# ECG 2013!



## mano (Mar 12, 2013)

Thanks for the nudge, Marko. I'm doing it again this year. How about Memorial Day weekend or the weekend after? Is Sunday still best so restaurant people can work Saturday? 10 a.m. to 8 p.m. 

There are beds and sofas for at least eight who want to spend the night and plenty of room on the floor.

Location is Holland, Bucks County, PA. https://maps.google.com/maps?hl=en&rlz=1C1CHFX_enUS524US524&q=Holland,+,+PA.&bav=on.2,or.r_cp.r_qf.&bvm=bv.43287494,d.dmQ&biw=1360&bih=653&um=1&ie=UTF-8&sa=N&tab=wl

PM me for the address and directions.

We'll sort out the food as we go.


----------



## Marko Tsourkan (Mar 12, 2013)

I am in whatever date is decided on.


----------



## Dream Burls (Mar 12, 2013)

Would prefer June 1st or 2nd, but will try to make it regardless of date.


----------



## turbochef422 (Mar 12, 2013)

I could only do Mondays but understand if Sunday is better for everyone. Sunday is just a busy day for me.


----------



## Seth (Mar 12, 2013)

I am definitely there. I will have to check with Abby to see if she is available.


----------



## knyfeknerd (Mar 12, 2013)

Can't commit, but will undoubtedly do my best to attend.
Thanks for hosting again Craig, you da man.


----------



## WildBoar (Mar 12, 2013)

Two weddings to attend Memorial weekend, and the MIL will not arrive to help w/ baby care until the following weekend :-( Not sure which days the weddings are on. Why the heck do people pick holiday weekends for weddings?!?


----------



## Mike9 (Mar 13, 2013)

I'm tied up that weekend too - then we're off to Texas first week in June. Oh well - better luck next time.


----------



## Notaskinnychef (Mar 14, 2013)

Damn, i want in, anyone got a bunch of extra air miles to throw at me lol. Have a great time all. 

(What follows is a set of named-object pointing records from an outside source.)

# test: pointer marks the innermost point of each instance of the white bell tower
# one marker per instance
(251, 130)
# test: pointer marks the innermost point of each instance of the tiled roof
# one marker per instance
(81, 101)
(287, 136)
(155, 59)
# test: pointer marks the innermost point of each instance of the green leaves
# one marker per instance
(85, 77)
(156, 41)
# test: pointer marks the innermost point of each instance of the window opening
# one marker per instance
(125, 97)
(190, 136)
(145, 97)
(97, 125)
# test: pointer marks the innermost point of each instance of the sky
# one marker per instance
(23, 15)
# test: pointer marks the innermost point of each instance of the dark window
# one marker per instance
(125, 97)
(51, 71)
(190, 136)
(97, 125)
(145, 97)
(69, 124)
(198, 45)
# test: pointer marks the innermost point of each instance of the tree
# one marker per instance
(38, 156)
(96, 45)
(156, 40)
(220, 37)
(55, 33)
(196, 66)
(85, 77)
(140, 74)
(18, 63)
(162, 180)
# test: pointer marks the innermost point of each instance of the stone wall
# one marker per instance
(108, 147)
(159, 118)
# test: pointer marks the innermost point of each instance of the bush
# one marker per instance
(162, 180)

Btw, what does ECG stand for


----------



## sachem allison (Mar 14, 2013)

east coast gathering


----------



## Notaskinnychef (Mar 14, 2013)

Ah, cool ty. That makes sense. Now I need to get in on an WCG or even WC canada G :knife:


----------



## JohnnyChance (Mar 14, 2013)

In if I can get the day off. Doesn't really matter which sunday it is for me, I work a double on all of them.


----------



## teppanchef (Mar 16, 2013)

woooaaahhh!!!


----------



## teppanchef (Mar 16, 2013)




----------



## marc4pt0 (Mar 16, 2013)

I certainly wouldnt mind trying to meet up with you guys. I'll keep my eyes open for the dates you all decide on and then see what I can do!


----------



## Igasho (Mar 16, 2013)

Skinny, we just need to organize a West Coast Gathering


----------



## WildBoar (Mar 16, 2013)

There was a WCG last year. I'm sure there will be more. Do a search on WCG for info.


----------